WeightingModel: abstract implementation of Model. It duplicates the information in the CollectionStatistics and EntryStatistics objects.
Idf class as a member field
Query term frequency: keyFrequency
score() is abstract
tf, docLen, df, tf(Corpus), keyFrequency
What I find strange in this implementation is that they felt the need for the second score() method. In case of e.g. BM25, the two-parameter version takes the required values, such as df, from WeightingModel, while some of these can be supported directly to the five-parameter method. However, the choice of parameters seems rather arbitrary.
There are two classes responsible for providing the statistical parameters to the model. CollectionStatistics stores the collection-level information.
fieldTokens: tokens in each field
numberOfPointers: total number of pointers in the inverted file $= sum(df)$
EntryStatistics contain some information about the term.
frequency: the total number of occurences (tf(Corpus) above)
The models are rather simple: they override the scoring methods with their own formulas. There are also methods for setting the parameters (e.g. b for BM25).
The last class of interest is Idf. All kinds of idf functions are defined in it, such as idfDFR(), idfENQUIRY (seems to be buggy in 3.0), etc. I have two gripes with this:
- For one, it gives the idea that if a new formula is added, its idf part should be implemented in this class. However, someone who just wants to use the library may not feel like modifying a core class.
Also, even this idea is false. BM25, for instance, does not have its own idfBM25() method in Idf; it is computed in the BM25 class directly.
Idf also has methods that compute the logarithm of number(s). This is because they use log2 instead of logn.
There are several sub-hierarchies under WeightingModel. These will be introduced in the next sections.
The DFR Framework
DFRWeightingModel is the base class for the modular DFR framework. The scoring formula has been divided into three parts, following the original paper:
BasicModel subclasses represent the basic randomness models.
AfterEffect subclasses compute the gain.
Normalisation is applied on the "raw" term frequencies before they are passed to the basic model.
These classes define their own custom interfaces, which have little in common with the interface of the WeightingModel class. It is an interesting question if it is possible to maintain a consistent interface (e.g. Similarity) across scoring components and ranking frameworks.
It is worth mentioning that the basic model, aftereffect and normalization implementations are selected by class name and are initialized via the class loader mechanism. This might or might not be necessary in Lucene.
Field-aware scoring algorithms are implemented as subclasses of PerFieldNormWeightingModel. Currently two such models are implemented: BM25F and PL2F.
As far as I understand, per-field scoring is the default in Lucene, so this particular sub-hierarchy might not be of little interest to us.
Statistics availability in Lucene
The content of the EntryStatistics class, i.e. the term statistics, is conveniently mirrored by the TermContext class. The relevant fields are
docFreq corresponds to df,
totalTermFreq corresponds to frequency.
If I understand correctly, these statistics are extracted from the index on the fly, per field, so they depend on the fields searched in the query.

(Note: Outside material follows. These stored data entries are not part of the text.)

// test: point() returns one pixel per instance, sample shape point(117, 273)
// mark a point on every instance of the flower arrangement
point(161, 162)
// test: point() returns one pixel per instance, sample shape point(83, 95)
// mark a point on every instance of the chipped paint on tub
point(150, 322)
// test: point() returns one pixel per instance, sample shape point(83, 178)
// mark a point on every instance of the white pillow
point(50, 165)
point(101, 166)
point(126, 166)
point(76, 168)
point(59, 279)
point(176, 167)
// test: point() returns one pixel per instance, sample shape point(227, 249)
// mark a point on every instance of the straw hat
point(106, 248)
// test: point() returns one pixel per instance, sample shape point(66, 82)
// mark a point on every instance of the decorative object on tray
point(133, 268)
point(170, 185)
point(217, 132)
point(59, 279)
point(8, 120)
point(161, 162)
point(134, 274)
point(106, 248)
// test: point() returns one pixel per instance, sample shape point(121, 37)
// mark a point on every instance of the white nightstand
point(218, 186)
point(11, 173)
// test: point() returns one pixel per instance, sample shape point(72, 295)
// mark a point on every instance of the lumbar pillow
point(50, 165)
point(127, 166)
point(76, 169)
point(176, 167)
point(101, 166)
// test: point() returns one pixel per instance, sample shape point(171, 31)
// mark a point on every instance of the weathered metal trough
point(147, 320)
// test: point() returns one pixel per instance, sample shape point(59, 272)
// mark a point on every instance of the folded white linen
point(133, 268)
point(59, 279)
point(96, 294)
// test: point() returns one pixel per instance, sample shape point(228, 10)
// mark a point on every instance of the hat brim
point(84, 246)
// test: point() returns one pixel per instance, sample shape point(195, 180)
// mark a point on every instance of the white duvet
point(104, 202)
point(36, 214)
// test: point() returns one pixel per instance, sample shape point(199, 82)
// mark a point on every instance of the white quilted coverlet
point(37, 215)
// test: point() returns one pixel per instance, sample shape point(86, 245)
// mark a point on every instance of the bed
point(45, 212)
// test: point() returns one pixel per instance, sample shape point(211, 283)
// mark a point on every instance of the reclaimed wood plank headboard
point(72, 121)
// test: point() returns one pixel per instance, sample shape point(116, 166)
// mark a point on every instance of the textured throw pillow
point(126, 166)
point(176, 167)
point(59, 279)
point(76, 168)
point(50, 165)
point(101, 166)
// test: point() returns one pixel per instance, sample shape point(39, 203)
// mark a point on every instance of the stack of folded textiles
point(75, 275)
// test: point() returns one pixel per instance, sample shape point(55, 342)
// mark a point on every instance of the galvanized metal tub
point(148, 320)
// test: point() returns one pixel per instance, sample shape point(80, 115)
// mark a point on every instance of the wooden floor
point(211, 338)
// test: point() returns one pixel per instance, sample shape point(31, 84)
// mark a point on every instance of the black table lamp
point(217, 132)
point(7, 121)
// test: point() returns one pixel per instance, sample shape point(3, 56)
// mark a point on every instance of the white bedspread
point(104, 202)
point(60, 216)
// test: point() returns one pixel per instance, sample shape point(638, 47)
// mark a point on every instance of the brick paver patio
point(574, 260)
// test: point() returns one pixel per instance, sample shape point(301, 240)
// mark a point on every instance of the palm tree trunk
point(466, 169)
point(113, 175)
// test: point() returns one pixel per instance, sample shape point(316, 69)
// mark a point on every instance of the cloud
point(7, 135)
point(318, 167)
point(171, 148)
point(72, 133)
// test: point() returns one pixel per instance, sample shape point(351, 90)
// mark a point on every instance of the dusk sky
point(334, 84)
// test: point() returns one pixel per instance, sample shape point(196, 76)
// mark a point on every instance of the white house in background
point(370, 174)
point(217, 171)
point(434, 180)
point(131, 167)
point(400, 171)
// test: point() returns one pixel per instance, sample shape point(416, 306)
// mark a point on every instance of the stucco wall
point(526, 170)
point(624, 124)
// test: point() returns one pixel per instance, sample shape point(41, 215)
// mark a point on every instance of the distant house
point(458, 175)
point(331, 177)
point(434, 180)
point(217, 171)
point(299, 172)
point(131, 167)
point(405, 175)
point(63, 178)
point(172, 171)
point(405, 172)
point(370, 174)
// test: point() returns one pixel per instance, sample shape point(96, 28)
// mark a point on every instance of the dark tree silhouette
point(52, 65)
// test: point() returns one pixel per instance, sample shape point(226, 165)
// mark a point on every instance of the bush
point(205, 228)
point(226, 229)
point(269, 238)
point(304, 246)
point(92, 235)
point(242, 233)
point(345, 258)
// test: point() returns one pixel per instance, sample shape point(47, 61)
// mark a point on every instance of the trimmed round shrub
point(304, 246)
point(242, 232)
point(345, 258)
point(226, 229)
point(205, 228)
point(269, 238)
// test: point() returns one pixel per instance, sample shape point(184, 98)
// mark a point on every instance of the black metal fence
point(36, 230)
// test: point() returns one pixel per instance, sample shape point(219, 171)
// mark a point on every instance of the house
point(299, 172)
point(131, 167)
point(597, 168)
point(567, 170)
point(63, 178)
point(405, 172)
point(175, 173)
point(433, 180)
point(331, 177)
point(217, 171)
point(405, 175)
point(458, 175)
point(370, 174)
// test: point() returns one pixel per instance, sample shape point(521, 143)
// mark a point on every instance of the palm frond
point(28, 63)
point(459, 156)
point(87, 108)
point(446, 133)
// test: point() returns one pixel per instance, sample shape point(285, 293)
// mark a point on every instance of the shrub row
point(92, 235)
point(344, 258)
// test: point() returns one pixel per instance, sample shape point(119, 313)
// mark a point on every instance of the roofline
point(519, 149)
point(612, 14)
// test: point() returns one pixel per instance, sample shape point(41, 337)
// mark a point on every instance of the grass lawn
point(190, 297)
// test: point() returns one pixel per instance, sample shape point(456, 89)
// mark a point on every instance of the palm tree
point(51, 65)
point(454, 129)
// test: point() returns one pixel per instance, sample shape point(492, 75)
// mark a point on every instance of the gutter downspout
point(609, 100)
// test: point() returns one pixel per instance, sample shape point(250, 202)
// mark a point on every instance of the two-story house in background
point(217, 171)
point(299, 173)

Also, as far as df goes, there is also IndexReader.docFreq().
Collection-level statistics seem to be harder to come by.
number of fields: IndexReader.fields(), BUT this statistic is only for normalization, which is performed outside of the Similarity in Lucene; hence, we don't need it;
no. of tokens in a field: IndexReader.getSumOfNorms(); it's a bit different than the real length; it may be worth to have both, since the more options, the more possibilities to experiment with;
avg. field length: has to be computed as in MockBM25Similarity.avgDocumentLength() from the no. of tokens in each field;
no. of documents: IndexReader.numDocs() (for some reason, maxDoc() is used in MockBM25Similarity) from the context;
tf(Corpus): TermsEnum.totalTermFreq() via IndexReader.totalTermFreq();
no. of tokens: Terms.getSumTotalTermFreq();
no. of unique terms: Terms.getUniqueTermCount() via IndexReader.getUniqueTermCount();
average document length: has to be computed as in MockBM25Similarity.avgDocumentLength() from the avg. field lengths.
I have found the scoring hierarchy of Terrier very straightforward and easy to extend. However, I am not really convinced of the merits of the way idf is handled. I would rather have separate Tf, Idf and Query weight (and maybe Smoothing) parts that could be combined freely with each other. The obvious solution is to have separate class hierarchies (however flat) for all of them. This is up for debate, of course.